Matt Berninger está que no para. Después de casi dos años de gira con su grupo The National tras el lanzamiento de su Trouble Will Find Me en 2013, ahora se encuentra en el estudio preparando el sucesor de este LP… mientras trabaja en EL VY, un proyecto musical paralelo junto a Brent Knopf, música y productor de Portland conocido por su trabajo en Ramona Falls Menomena.

De este proyecto ya pudimos escuchar un primer adelanto, Return To The Moon, un tema con el que el vocalista de The National se desentendía del estilo de su banda para protagonizar melodías de carácter algo más desinhibido, incluso bailable, de letras algo surrealistas. Ahora, con el reciente estreno de I’m The Man To Be, terminamos de concretar esa primera impresión.

Este nuevo single se trata de un medio-tiempo de carácter más rockero, abandonando las guitarras con cierto toque funky de Return To The Moon. Pero lo que mantienen en común es un estribillo que se pega al instante y te entran ganas de gritarlo (I’m peaceful cause my dick is in the sunlight  held up by kites cause I’m the man to be).

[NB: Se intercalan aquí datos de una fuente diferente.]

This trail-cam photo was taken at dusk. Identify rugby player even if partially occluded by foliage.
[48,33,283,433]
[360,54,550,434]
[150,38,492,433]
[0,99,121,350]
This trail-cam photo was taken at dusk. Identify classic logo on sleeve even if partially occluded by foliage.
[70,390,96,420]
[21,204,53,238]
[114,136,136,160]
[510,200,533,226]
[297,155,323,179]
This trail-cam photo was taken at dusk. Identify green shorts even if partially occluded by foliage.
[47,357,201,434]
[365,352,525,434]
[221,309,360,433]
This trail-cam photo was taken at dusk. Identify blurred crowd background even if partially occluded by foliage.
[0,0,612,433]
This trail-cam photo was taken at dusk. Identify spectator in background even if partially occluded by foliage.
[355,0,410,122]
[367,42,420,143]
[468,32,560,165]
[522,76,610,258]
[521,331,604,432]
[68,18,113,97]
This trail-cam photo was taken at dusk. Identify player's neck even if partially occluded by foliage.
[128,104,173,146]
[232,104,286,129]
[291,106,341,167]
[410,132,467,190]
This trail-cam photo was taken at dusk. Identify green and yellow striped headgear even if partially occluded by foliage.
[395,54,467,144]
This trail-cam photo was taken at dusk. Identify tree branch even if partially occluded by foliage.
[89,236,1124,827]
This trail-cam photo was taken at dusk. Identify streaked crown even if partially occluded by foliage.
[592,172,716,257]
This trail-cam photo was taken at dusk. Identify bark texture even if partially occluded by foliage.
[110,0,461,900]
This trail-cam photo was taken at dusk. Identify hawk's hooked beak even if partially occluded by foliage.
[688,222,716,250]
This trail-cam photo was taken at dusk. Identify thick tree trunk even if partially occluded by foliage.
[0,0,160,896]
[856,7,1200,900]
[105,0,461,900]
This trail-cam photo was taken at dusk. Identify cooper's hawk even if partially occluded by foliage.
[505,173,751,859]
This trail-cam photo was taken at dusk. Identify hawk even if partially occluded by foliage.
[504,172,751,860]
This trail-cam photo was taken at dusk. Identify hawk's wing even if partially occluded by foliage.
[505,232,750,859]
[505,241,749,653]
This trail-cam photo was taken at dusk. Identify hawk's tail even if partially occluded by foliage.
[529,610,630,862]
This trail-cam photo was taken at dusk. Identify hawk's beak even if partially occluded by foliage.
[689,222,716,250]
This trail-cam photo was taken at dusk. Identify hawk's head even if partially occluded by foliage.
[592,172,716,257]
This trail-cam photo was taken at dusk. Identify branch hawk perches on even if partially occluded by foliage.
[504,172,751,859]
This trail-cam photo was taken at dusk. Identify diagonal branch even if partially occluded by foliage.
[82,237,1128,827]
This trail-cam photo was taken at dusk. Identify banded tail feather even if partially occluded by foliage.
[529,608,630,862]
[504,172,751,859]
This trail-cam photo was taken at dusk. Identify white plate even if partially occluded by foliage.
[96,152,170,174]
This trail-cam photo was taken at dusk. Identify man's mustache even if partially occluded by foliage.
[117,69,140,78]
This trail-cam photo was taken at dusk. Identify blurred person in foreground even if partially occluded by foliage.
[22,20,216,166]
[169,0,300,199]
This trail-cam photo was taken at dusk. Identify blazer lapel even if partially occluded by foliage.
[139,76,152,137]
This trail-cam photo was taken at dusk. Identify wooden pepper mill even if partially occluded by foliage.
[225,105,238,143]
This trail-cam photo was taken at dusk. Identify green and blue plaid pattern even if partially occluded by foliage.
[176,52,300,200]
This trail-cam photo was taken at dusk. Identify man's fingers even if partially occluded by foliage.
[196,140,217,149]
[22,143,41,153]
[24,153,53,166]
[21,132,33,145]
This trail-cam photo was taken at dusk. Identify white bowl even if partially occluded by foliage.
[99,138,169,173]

Y por último, hay que destacar al bueno de Matt bailando (con unos pasos muy similares a los que uso yo. Sí, eso dice mucho de mí), demostrando que no todo es misterio y oscuridad en el national, sino que tiene una válvula de escape de tanta seriedad, y esa no es menos que su proyecto musical paralelo EL VY, del cual esperamos con ganas su álbum a estrenar el 30 de octubre de este 2015.